Il haletait, les yeux expressifs et plein d’excuses : « Nazija ? » « Saïfiyar ? » Son visage rougi trahissait sa course effrénée. Je ne pus m’empêcher de sourire et, oubliant toute réserve, je lui proposai d’aller chez moi plutôt que dans ce marché aux légumes tout proche. Voilà comment, après trois minutes de connaissances, je le guidai jusqu’à ma porte.

Jour 3
Le soir même, Saïfiyar revint pour un instant. Il me salua devant ma mère, déposa deux billets de théâtre sur la table et, en gentleman, m’embrassa la joue avant de filer : « À demain ! »

Jour 4
Au théâtre, assise au troisième rang, j’eus bien du mal à suivre la pièce : sa main, frôlant ma cuisse à travers le tissu soyeux de ma robe noire, suffisait à éveiller en moi mille fantasmes.

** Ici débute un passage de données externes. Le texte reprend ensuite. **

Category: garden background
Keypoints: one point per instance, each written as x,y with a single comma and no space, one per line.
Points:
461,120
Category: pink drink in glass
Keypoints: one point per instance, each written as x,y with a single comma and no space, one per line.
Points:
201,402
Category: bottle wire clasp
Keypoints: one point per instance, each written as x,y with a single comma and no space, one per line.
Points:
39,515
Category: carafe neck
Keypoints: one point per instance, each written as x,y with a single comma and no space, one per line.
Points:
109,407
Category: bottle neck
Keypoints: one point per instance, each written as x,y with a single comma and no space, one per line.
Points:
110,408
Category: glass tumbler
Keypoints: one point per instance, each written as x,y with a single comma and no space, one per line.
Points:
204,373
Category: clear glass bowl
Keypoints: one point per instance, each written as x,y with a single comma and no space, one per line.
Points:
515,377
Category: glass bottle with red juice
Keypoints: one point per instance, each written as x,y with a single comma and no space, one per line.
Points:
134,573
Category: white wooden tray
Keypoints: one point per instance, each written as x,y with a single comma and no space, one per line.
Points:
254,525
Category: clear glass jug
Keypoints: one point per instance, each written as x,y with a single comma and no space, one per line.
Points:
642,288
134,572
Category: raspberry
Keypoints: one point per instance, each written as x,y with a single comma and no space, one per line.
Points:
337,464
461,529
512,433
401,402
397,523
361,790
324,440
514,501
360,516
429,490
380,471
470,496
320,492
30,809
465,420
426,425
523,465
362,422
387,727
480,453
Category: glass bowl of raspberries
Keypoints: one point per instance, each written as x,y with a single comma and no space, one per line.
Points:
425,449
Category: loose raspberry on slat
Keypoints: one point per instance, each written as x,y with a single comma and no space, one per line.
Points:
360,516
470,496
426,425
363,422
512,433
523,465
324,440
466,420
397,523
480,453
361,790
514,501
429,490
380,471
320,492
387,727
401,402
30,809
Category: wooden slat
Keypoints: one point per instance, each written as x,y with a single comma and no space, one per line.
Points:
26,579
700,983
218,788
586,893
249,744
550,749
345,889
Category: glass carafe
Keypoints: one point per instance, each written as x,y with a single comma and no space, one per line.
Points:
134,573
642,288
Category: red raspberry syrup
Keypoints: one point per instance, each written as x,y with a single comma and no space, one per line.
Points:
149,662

Heureusement, son regard appliqué sur la scène m’épargna toute gêne… presque.

Jour 5
Au téléphone, il s’excusa : son travail l’empêchait de me revoir. Puis, soudain :
« Si je te demandais de m’épouser, que répondrais‑tu ? »
Après quelques questions sur ma garde‑robe et mes éventuelles jalousies, je lui répondis : « Oui, j’accepte. » Il conclut : « Demain, muni de ton passeport, retrouvons‑nous devant la mairie. »

Jour 6
À midi, nous nous retrouvâmes sur les marches de la mairie. Formalités accomplies, nous récupérâmes nos tickets pour la robe de mariée, les alliances, les chaussures blanches… et même pour les poulets ! Au bout de six jours, nous avions appris à nous connaître et entamé 28 années de bonheur et d’harmonie.

Un an plus tard, nous offrons enfin à nos mères la petite‑fille tant espérée. Aujourd’hui, mon Saïfiyar n’est plus… Mais je sais que l’amour, même né d’un simple stratagème de coupons, peut se transformer en un conte de fées dont je conserverai le souvenir jusqu’à mon dernier souffle.